We already know that EVs are generally a little bit on the expensive side when it comes to upfront costs but in the long term, charging them up doesn’t cost that much at all compared to your traditional fuel station! Conversely, Hydrogen fuel cell cars are ridiculously expensive and fuelling them up costs quite a bit as well. The base price for a Hyundai Nexo in Britain is 66,000 Pounds, about 122,000 Kiwi dollars. Remember that you can have the highly acclaimed Jaguar I-Pace EV for just a little bit more than the Hyundai. Then there’s the fuelling costs, it takes between 50 to 75 pounds to fill up a Hydrogen car, that’s at least $100 NZD each time you fill up! EVs win the running costs argument then by a country mile.
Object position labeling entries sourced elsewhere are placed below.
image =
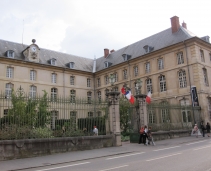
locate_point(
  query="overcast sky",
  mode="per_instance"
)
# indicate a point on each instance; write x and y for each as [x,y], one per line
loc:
[85,27]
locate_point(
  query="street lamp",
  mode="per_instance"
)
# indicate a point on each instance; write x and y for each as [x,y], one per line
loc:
[138,86]
[112,81]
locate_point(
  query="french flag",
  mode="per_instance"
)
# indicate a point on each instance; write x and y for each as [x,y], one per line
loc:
[148,98]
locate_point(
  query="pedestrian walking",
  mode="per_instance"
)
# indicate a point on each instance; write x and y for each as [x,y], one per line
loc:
[195,130]
[150,137]
[141,135]
[208,129]
[145,135]
[203,128]
[95,130]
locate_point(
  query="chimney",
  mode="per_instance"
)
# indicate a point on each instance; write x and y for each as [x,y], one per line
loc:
[106,52]
[112,51]
[184,25]
[175,24]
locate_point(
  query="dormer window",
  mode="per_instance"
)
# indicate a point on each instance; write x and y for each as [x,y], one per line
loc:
[10,54]
[107,64]
[148,48]
[71,65]
[53,61]
[126,57]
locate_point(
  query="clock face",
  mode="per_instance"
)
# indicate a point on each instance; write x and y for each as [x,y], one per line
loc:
[33,48]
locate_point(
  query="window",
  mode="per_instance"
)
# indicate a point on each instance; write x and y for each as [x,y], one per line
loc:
[10,54]
[209,107]
[182,79]
[8,89]
[149,85]
[115,88]
[202,55]
[72,80]
[115,77]
[165,118]
[125,74]
[32,91]
[106,79]
[53,61]
[54,116]
[151,116]
[89,97]
[135,70]
[160,64]
[205,77]
[99,113]
[53,78]
[180,58]
[99,96]
[162,83]
[71,65]
[72,96]
[9,73]
[98,82]
[88,82]
[53,94]
[6,112]
[32,75]
[147,67]
[90,114]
Above: Toyota Mirai Hydrogen Fuel Cell car
Electric cars are being developed at an astonishing rate with more and more manufacturers hopping on to the EV train! On the other hand, Hydrogen fuel cell cars are few in number with only Toyota and Hyundai being the major players in that space. There’s also no infrastructure for Hydrogen fuelling in most countries around the world. This puts the whole concept of Hydrogen fuel cell cars at a significant disadvantage. EVs are already being sold by the thousands and people are already charging them up at home, their workplace and frankly anywhere they can find a fast charger. EVs still have a way to go before they become entirely mainstream but Hydrogen will need a lot more time before it can even catch up to EVs.